Speaking of such carvers, I neglected to mention John’s mentor and one of the foremost early interpretive style carvers, Maine’s own Charles “Chippy” Greenough Chase. Among the carvers who paint their subjects, some create “smoothies” in which all the detail is painted on, others carve, burn and/or stone in texture to their pieces before painting. Some go for a more “folk art” look, others strive to make the birds look as if they will take off any minute.

Are certain styles more desirable to collectors than others?

NG: If price is a measurement of “desirable,” classic antique decoys still rule the market, some fetching prices in excess of $800,000, but there are collectors for every style – and price range of carvings.

$800,000! What kind of decoy was that? What place to duck decoys have in the history of bird carving?

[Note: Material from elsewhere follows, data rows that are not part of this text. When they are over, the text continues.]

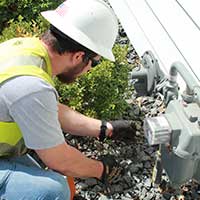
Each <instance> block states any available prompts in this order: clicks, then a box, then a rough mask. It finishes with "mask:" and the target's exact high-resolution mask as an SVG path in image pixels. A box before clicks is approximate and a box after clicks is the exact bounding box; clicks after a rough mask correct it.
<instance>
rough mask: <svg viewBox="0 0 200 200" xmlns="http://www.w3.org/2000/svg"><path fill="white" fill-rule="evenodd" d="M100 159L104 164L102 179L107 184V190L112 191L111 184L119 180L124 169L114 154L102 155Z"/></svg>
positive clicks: (100, 160)
mask: <svg viewBox="0 0 200 200" xmlns="http://www.w3.org/2000/svg"><path fill="white" fill-rule="evenodd" d="M100 161H101V162H102V163H103V166H104V170H103V173H102V176H101V178H100V181H101V182H102V183H103V184H104V185H105V187H106V191H107V192H108V193H110V186H111V184H112V183H114V182H115V181H116V180H118V178H119V176H120V174H121V173H122V171H123V170H122V168H121V167H120V166H119V164H118V163H117V161H116V160H115V158H114V156H112V155H105V156H102V157H101V158H100Z"/></svg>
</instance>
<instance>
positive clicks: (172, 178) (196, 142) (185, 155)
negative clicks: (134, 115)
mask: <svg viewBox="0 0 200 200" xmlns="http://www.w3.org/2000/svg"><path fill="white" fill-rule="evenodd" d="M178 73H180V75H181V76H182V78H183V79H184V81H185V82H186V90H185V92H184V94H183V95H182V99H177V98H169V97H168V96H167V95H171V94H173V93H171V92H170V93H169V92H168V89H166V88H167V85H169V84H165V86H164V87H166V88H165V89H163V91H167V93H166V94H164V96H165V98H167V99H168V100H169V101H168V102H167V108H166V111H165V114H162V115H160V116H157V117H153V118H146V119H145V120H144V132H145V136H146V138H147V140H148V142H149V144H150V145H159V146H160V148H159V149H160V152H159V153H160V158H161V163H162V165H160V166H162V167H163V169H164V170H165V172H166V173H167V175H168V177H169V180H170V182H171V184H172V186H174V187H176V186H180V185H181V184H183V183H185V182H186V181H188V180H190V179H195V180H197V181H200V87H199V83H198V82H196V81H195V80H194V79H193V77H192V76H191V75H190V73H189V72H188V70H187V69H186V68H185V67H184V65H182V64H181V63H180V62H176V63H173V64H172V66H171V68H170V77H169V80H168V82H170V79H173V80H175V79H174V77H176V76H177V74H178ZM174 85H176V84H174ZM175 87H177V85H176V86H175ZM173 91H174V94H173V95H172V96H174V97H177V94H176V90H173Z"/></svg>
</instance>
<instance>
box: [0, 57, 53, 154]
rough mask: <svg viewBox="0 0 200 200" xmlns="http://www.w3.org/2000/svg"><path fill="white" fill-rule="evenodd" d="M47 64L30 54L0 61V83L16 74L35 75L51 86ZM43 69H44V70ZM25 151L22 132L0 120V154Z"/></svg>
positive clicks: (9, 153) (10, 58) (49, 75)
mask: <svg viewBox="0 0 200 200" xmlns="http://www.w3.org/2000/svg"><path fill="white" fill-rule="evenodd" d="M49 67H50V66H48V65H46V63H45V61H44V59H43V58H41V57H39V56H32V55H17V56H15V57H12V58H10V59H9V60H7V59H5V60H4V61H2V60H1V61H0V85H1V84H3V83H4V82H5V81H7V80H9V79H11V78H14V77H16V76H23V75H25V76H36V77H39V78H41V79H43V80H45V81H46V82H48V83H49V84H51V85H52V86H54V83H53V80H52V79H51V77H50V74H48V73H46V72H45V71H47V72H50V71H51V70H49ZM44 70H45V71H44ZM26 152H27V148H26V147H25V144H24V140H23V137H22V133H21V131H20V129H19V127H18V125H17V124H16V123H14V122H0V156H15V155H22V154H24V153H26Z"/></svg>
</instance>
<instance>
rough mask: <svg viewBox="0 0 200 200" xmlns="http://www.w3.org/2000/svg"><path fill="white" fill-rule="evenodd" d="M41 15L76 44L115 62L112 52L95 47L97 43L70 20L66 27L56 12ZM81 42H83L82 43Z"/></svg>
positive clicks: (102, 46)
mask: <svg viewBox="0 0 200 200" xmlns="http://www.w3.org/2000/svg"><path fill="white" fill-rule="evenodd" d="M41 15H42V16H43V17H44V18H45V19H46V20H47V21H48V22H49V23H51V24H52V25H53V26H55V27H56V28H57V29H59V30H60V31H61V32H63V33H64V34H66V35H67V36H69V37H70V38H72V39H73V40H75V41H76V42H78V43H80V44H81V45H83V46H85V47H87V48H88V49H90V50H92V51H94V52H95V53H97V54H98V55H100V56H103V57H104V58H107V59H109V60H111V61H115V57H114V55H113V53H112V51H111V50H108V49H105V47H103V46H101V44H98V47H97V45H94V44H95V41H91V39H90V38H88V37H87V35H86V34H84V33H83V32H81V31H80V30H78V29H77V28H76V27H74V26H73V25H72V24H71V22H70V19H69V21H66V24H65V26H63V24H62V23H60V22H62V19H61V16H60V15H58V14H57V13H56V12H55V11H54V10H52V11H51V10H50V11H44V12H41ZM80 41H81V42H80Z"/></svg>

NG: A black-bellied plover by A. Elmer Crowell went for $830,000; there may have been higher prices since that 2006 sale. Decoys makers turned to decorative carving when conservation laws banned market gunning in 1918 and cut down on the need for working birds.

Because of the decoy connection, are ducks and shorebirds still the most commonly carved birds? Do collectors prefer some species to others?

NG: Ducks and shorebirds, i.e. the birds decoy makers and hunters were most familiar with started out as the most commonly-carved birds and still appear to have an edge, but others, including exotic species are catching up as carvers diversify and the collecting world fills with birders as well as hunters. Collectors tend to favor game birds and good-looking birds. A carver can be sure to sell more loons than vultures.

Not a huge market for vulture sculptures, eh? Makes sense. Are some of these uglier birds gaining any more respect as the ranks of birders, as opposed to hunters, rise? Are there other ramifications from the recent growth of birding?

NG: Perhaps birds that are both rare and “ugly” are gaining respect with the increased interest in birding. I have seen the combination of birders who like to travel, who see something “special,” a quetzal, for example, then look for a carving or commission one to savor the memory.

Back to Wendell Gilley, did he focus on carving the birds he hunted or did he experiment with other species? Did he have a favorite subject?

NG: Wendell’s favorites were the birds he had the most first-hand experience with—those he hunted, and Maine’s ever-present State bird, the black-capped chickadee. If you pick up a Gilley green-winged teal or a ruffed grouse, you almost feel it’s alive; it’s obvious that Wendell handled those, whereas his Adele penguin leaves something to be desired.

What do you see for the future of the Wendell Gilley Museum, and for bird-carving in general?

NG: Wendell Gilley believed that all people have some form of “creative power” that they simply need to find the outlet for. Here at the Museum and elsewhere, more and more people of all ages are finding that bird carving is a great outlet for that power and also a great way to connect with nature. We will do our best here to keep fostering the connection between humans, art and nature.

After you have carved and painted a Blackburnian Warbler you will never fail to recognize a real one in the field. I believe that bird carving and collecting is going to continue to grow and diversify. Whether you carve ornaments for your family or commissions for celebrities, whether you buy $12.00 carved chickadees or $830,000 decoys, there is a place for everyone in the bird carving continuum.